M&A Brazil Intralinks

“Brazil is never doing as well, or as badly as one would expect.” So said Alexandre Gossn Barreto, a partner at Cescon Barrieu, during "Dealing With Competitive Pressures in Brazil," a panel I had the pleasure of moderating during SS&C Intralinks’ first-ever Global Virtual M&A Summit held in October.

This statement gives us some insight into what we can anticipate for the upcoming Brazilian election year. Brazil is not only emerging from the COVID-19 pandemic but also coming down from a three-year high in capital markets activity with record-breaking numbers in initial public offering (IPO) filings.

Cristiano Guimarães, head of corporate and investment banking at Itaú BBA, said that we should see a different trend next year. He reported that Q4 2020 and Q1 2021 marked the highest IPO activity ever recorded.

However, the last couple of months have already shown a new reality with a steady decrease in activity, which was expected due to increased volatility and higher interest rates. This sent investors looking for more stable investments. Brazilian politics have always been directly correlated with volatility in the market. With two candidates running for the presidency a lot can happen. There is still speculation that a potential third party may run for office, but no proposed candidates are seemingly good for market activity.

Fernando Marques Oliveira, partner/head of Brazil and Latin America at H.I.G. Capital, has the same view on IPOs going down in numbers and M&A having a strong comeback due to a robust financial sponsor presence in the region. This comes down to a lot of strategic investment interest and overall affordable assets in the country.

Players that are looking for the right target and for long-term investments are likely to make some interesting deals in Brazil. Market consolidation in certain sectors will also force competitors to look at M&A for inorganic growth to keep a strong position and protect themselves from competitors. Marques Oliveira also mentioned that there is a high amount of dry powder available in the private equity (PE) space. Appetite for certain industries that are currently standing out, such as Tech, seems to be the case globally as well such as Infrastructure, Hospitals and Health, Education and certain sub-sectors in the Energy space.

Zooming in

When addressing the remote-work environment, Gossn Barreto spoke about the increased workload and activity while also discussing productivity. Dynamics in the legal and finance world have changed not only for professionals in the same company but also their client interactions with virtual roadshows. With the productivity increase, the potential for burnout is also a reality due to extremely long workdays and a blurred line between personal time and work hours.

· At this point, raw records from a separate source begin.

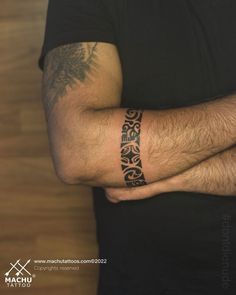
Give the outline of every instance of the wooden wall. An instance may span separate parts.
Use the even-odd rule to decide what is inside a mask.
[[[47,1],[0,4],[0,293],[95,295],[97,265],[33,269],[34,259],[96,258],[95,221],[90,189],[61,183],[49,155],[37,68]],[[18,259],[31,259],[30,288],[5,286]]]

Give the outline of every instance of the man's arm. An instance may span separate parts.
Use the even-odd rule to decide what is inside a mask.
[[[173,177],[174,190],[236,197],[236,146]]]
[[[43,81],[54,164],[67,183],[152,183],[236,143],[236,96],[161,111],[120,108],[121,66],[111,44],[52,50]]]
[[[174,191],[236,197],[236,146],[168,179],[143,187],[105,190],[107,198],[114,203],[146,199]]]

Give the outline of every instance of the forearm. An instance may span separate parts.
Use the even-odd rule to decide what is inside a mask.
[[[141,200],[175,191],[236,197],[236,146],[173,177],[134,188],[106,188],[111,202]]]
[[[230,97],[178,109],[145,110],[141,119],[140,112],[133,116],[120,108],[75,114],[70,118],[73,130],[66,130],[73,147],[72,183],[79,179],[87,185],[136,186],[179,174],[235,144],[235,109],[235,97]],[[128,139],[132,128],[127,126],[132,124],[137,129]],[[63,137],[57,137],[59,142]]]
[[[169,190],[236,196],[236,146],[170,179]]]
[[[119,108],[119,54],[108,43],[59,46],[45,59],[43,101],[58,176],[137,186],[181,173],[236,142],[236,96],[133,113]]]

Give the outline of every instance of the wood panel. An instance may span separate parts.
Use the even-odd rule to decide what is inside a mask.
[[[98,251],[91,190],[61,183],[50,159],[37,67],[46,9],[46,0],[1,0],[0,293],[93,295],[98,265],[33,269],[35,259],[90,259]],[[18,259],[31,259],[30,288],[4,284]]]

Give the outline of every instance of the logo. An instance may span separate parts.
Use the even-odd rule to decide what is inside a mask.
[[[229,289],[231,285],[231,260],[232,260],[232,218],[231,215],[223,215],[222,218],[222,269],[221,284],[223,289]]]
[[[30,259],[25,264],[18,259],[14,264],[10,263],[11,268],[5,273],[5,283],[8,287],[30,287],[34,275],[26,269]]]

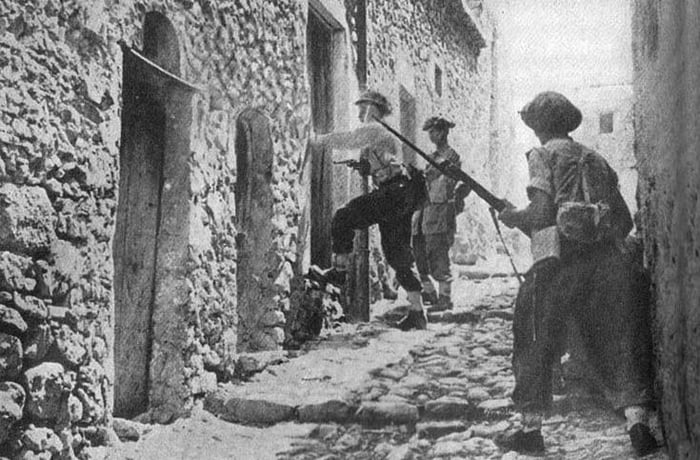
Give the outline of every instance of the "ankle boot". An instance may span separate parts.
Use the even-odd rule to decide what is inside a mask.
[[[519,454],[538,457],[545,453],[544,438],[540,430],[501,433],[495,437],[494,442],[505,451],[514,450]]]
[[[410,310],[397,324],[397,327],[402,331],[411,329],[428,329],[428,317],[423,309],[423,301],[420,292],[408,292],[408,301],[411,303]]]
[[[430,278],[421,275],[421,284],[423,284],[423,292],[421,292],[421,298],[423,299],[423,304],[429,303],[431,305],[436,305],[438,301],[437,292],[435,292],[435,286]]]
[[[320,285],[332,284],[338,288],[345,286],[346,272],[338,270],[335,267],[326,268],[325,270],[318,265],[309,267],[309,271],[304,275],[306,279],[315,281]]]
[[[349,259],[349,254],[333,254],[333,267],[324,270],[318,265],[312,265],[305,277],[321,285],[332,284],[342,289],[347,279]]]
[[[449,296],[441,295],[438,297],[438,301],[433,307],[434,311],[445,311],[445,310],[452,310],[452,299],[450,299]]]

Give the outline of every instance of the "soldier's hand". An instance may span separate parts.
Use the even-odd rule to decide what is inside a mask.
[[[498,213],[498,220],[503,222],[506,227],[513,228],[520,223],[520,216],[513,203],[508,200],[503,200],[503,203],[506,207]]]
[[[361,158],[360,161],[357,162],[355,169],[357,169],[357,172],[359,172],[361,176],[369,176],[371,172],[369,160],[367,158]]]
[[[472,188],[462,182],[455,189],[455,199],[464,200],[472,192]]]

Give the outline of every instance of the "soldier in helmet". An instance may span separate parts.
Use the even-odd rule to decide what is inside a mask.
[[[445,118],[431,117],[425,121],[423,130],[428,131],[430,141],[435,144],[432,159],[459,168],[461,159],[447,140],[454,126]],[[460,196],[457,196],[457,181],[430,164],[425,168],[425,180],[428,200],[413,214],[413,254],[423,284],[423,301],[431,303],[433,310],[449,310],[452,308],[449,250],[454,243],[456,214],[462,210],[462,200],[469,191],[465,190],[466,186],[461,186]],[[431,277],[437,282],[437,291]]]
[[[323,270],[312,266],[307,276],[343,286],[355,230],[379,224],[384,256],[410,302],[409,312],[398,327],[426,329],[428,319],[421,299],[421,282],[411,250],[411,216],[425,200],[425,180],[420,171],[402,164],[395,139],[375,121],[375,117],[382,119],[391,113],[386,97],[376,91],[366,91],[356,104],[362,122],[360,127],[319,135],[311,142],[330,149],[361,149],[361,160],[368,164],[375,189],[335,212],[331,224],[333,267]]]
[[[540,428],[552,402],[552,365],[563,353],[572,319],[583,333],[596,380],[624,413],[632,446],[646,455],[657,448],[647,424],[653,403],[649,286],[622,249],[633,224],[617,174],[601,155],[570,137],[582,114],[562,94],[540,93],[520,115],[541,143],[527,153],[530,203],[524,209],[509,204],[499,219],[533,235],[533,246],[535,235],[544,232],[551,235],[547,244],[559,249],[533,266],[518,292],[513,401],[523,413],[523,427],[497,442],[521,453],[545,452]],[[585,215],[569,210],[581,206],[601,206],[600,216],[608,217],[601,222],[608,223],[600,229],[579,226]]]

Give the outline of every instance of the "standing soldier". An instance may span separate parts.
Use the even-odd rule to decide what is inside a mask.
[[[621,249],[632,219],[617,174],[569,136],[582,115],[562,94],[540,93],[520,115],[541,143],[527,154],[530,204],[519,210],[509,205],[499,218],[531,234],[533,246],[536,234],[551,236],[541,241],[559,251],[535,264],[518,293],[513,401],[523,428],[499,436],[498,443],[521,453],[545,452],[541,424],[552,403],[552,365],[572,318],[606,396],[627,418],[632,446],[646,455],[657,447],[647,425],[654,402],[649,287]]]
[[[447,135],[454,126],[444,118],[431,117],[426,120],[423,130],[428,131],[430,141],[435,144],[432,159],[459,168],[461,159],[447,142]],[[456,196],[457,181],[430,164],[425,168],[425,180],[428,201],[423,209],[413,214],[413,254],[423,284],[423,301],[431,303],[433,310],[449,310],[452,309],[449,250],[454,243],[456,214],[462,210],[462,200],[469,192],[465,190],[466,186],[460,187],[460,191],[466,193]],[[437,292],[431,276],[438,283]]]
[[[425,200],[425,180],[419,170],[401,163],[396,141],[375,121],[375,118],[382,119],[391,113],[387,99],[376,91],[367,91],[356,104],[362,121],[359,128],[320,135],[312,143],[331,149],[362,149],[361,161],[367,165],[376,188],[336,211],[331,224],[333,267],[321,270],[312,266],[307,276],[343,286],[355,230],[379,224],[384,256],[396,271],[396,279],[406,290],[410,302],[409,312],[398,327],[402,330],[427,329],[421,283],[411,250],[411,216]]]

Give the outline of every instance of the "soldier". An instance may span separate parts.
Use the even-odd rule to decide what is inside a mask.
[[[376,188],[336,211],[331,224],[333,267],[322,270],[312,266],[307,277],[343,286],[354,231],[379,224],[384,256],[395,270],[396,279],[406,290],[410,303],[409,312],[398,327],[426,329],[428,318],[411,250],[411,215],[425,200],[425,180],[419,170],[401,163],[396,141],[374,120],[374,117],[381,119],[391,113],[387,99],[376,91],[367,91],[356,104],[362,121],[360,127],[320,135],[312,143],[331,149],[362,149],[361,160],[366,162]]]
[[[459,168],[461,159],[447,141],[450,129],[454,126],[454,123],[444,118],[431,117],[425,121],[423,130],[428,131],[430,141],[435,144],[432,159]],[[433,310],[449,310],[452,309],[449,250],[454,243],[456,214],[462,210],[462,200],[469,191],[465,189],[466,186],[462,186],[459,188],[462,193],[456,196],[457,181],[430,164],[425,168],[425,181],[428,201],[423,209],[413,214],[413,254],[423,284],[423,301],[431,303]],[[459,204],[456,205],[456,202]],[[431,276],[438,283],[437,292]]]
[[[530,204],[521,210],[509,205],[499,218],[531,234],[533,248],[537,235],[549,235],[542,246],[558,248],[558,255],[535,264],[518,293],[513,401],[523,413],[523,428],[498,443],[544,453],[540,427],[552,401],[552,365],[572,318],[597,380],[627,419],[632,446],[648,454],[657,447],[646,420],[653,403],[649,286],[621,249],[632,219],[617,175],[598,153],[569,137],[582,115],[563,95],[538,94],[520,115],[542,144],[527,154]],[[591,224],[593,214],[598,218]]]

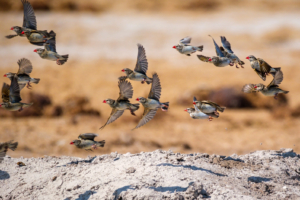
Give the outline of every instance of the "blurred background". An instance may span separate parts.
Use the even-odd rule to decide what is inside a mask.
[[[244,154],[260,149],[293,148],[300,153],[300,1],[286,0],[29,0],[39,30],[54,30],[56,49],[69,54],[63,66],[43,60],[26,38],[6,39],[23,20],[21,1],[0,1],[0,77],[18,70],[23,57],[33,64],[31,77],[41,78],[32,90],[21,91],[23,102],[34,105],[22,112],[0,110],[0,142],[15,140],[19,148],[8,154],[24,156],[94,156],[118,151],[137,153],[156,149],[174,152]],[[185,56],[172,47],[186,36],[204,45],[205,56],[215,55],[212,35],[220,44],[226,36],[244,69],[217,68]],[[129,112],[103,130],[111,109],[102,101],[118,97],[118,77],[133,69],[141,43],[148,58],[148,74],[157,72],[161,101],[145,126],[132,131],[143,109]],[[289,90],[278,100],[262,94],[243,94],[247,83],[262,83],[245,58],[254,55],[281,67],[280,87]],[[269,84],[272,77],[264,82]],[[134,96],[147,96],[150,85],[132,82]],[[212,100],[227,109],[218,119],[194,120],[184,112],[193,96]],[[106,140],[94,152],[70,145],[81,133]]]

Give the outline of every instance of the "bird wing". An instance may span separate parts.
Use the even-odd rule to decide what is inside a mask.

Guimarães added that there will be permanent changes that the pandemic will leave behind, especially on virtual forms of working. He believes the client aspect of having important meetings and relationship building will continue to require in-person interactions to be impactful and lasting — there is no way around it.


At the end of the panel, I asked our speakers about key takeaways for the year. Marques Oliveira shared a quote from H.L. Mencken: "For every complex problem, there is an answer that is clear, simple and wrong."

The pandemic has taught us a lot, but Guimarães’ main point is that a good work ethic, flexibility and perseverance will always pay off. He has seen this play out in the most successful companies during this period and it is something to share with our teams as food for thought as we look ahead to 2022.